Bila dalam setahun diproyeksikan akan ada peningkatan sebesar 1%, maka pada tahun 2045, paling sedikit 50% populasi akan memiliki handphone. Penggunaan UE berbasis server akan semakin diminati. Agar penggunaan UE berbasis server semakin meluas maka infrastruktur komunikasi perlu dipersiapkan.
UE sebagai Transaksi Era New Normal
Perubahan ke era digital pasti terjadi, dan memaksa setiap aspek kehidupan beralih ke platform digital.

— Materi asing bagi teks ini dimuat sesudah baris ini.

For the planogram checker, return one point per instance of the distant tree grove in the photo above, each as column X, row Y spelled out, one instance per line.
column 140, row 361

Peralihan ke era digital ini dipercepat dengan adanya pandemi #peviko19 . Transaksi - transaksi konvensional yang mengandalkan pertemuan pembeli dan penjual secara langusung sudah berubah ke platform digital. Transaksi dalam bentuk UE semakin meningkat bila dibandingkan dengan era normal sebelum pandemi terjadi.
Dalam beberapa pemberitaan, kita mengetahui bahwa pemerintah berencana akan mengaktifkan kembali roda ekonomi. Tentu kegiatan perdagangan tersebut harus memenuhi protokol kesehatan yang telah ditetapkan.
Langkah pemerintah tersebut tentu akan semakin menguatkan penggunaan UE, khususnya yang berbasis server di masyarakat. Nilai lebih dari UE berbasis server adalah memberikan rasa aman masyarakat ketika bertransaksi. Transaksi menggunakan UE akan mengurangi potensi transmisi virus selama proses jual beli.
Kebijakan Moneter Era Digital
Melihat arah perkembangan dunia, maka kegiatan berbasis konvensional akan perlahan beralih ke platform digital. China melalui PBoC sudah memulai dengan uji coba eRMB. Bisa jadi langkah China ini akan diikuti oleh negara - negara besar lainnya seperti Amerika, Inggris dan Uni Eropa.
Pada tahun 2045, ketika kita memperingati 100 tahun kemerdekaan Indonesia, sekitar 50% penduduk Indonesia sudah melek digital. Penggunaan UE dalam bertransaksi akan semakin gencar. Lalu bagaimana UE bisa digunakan sebagai instrumen investasi?
Saya pikir ini adalah saat yang tepat bagi pemerintah untuk mengkaji dan menyiapkan kebijakan moneter baru yang berbasis digital. Antisipasi pemerintah China dengan eRMB yang sudah disiapkan sejak tahun 2001 bisa menjadi referensi kita.
Cepat atau lambat, mata uang digital Rupiah akan kita gunakan dalam transaksi. Masa depan eRp adalah keniscayaan. Selamat bertransaksi menggunakan eRp.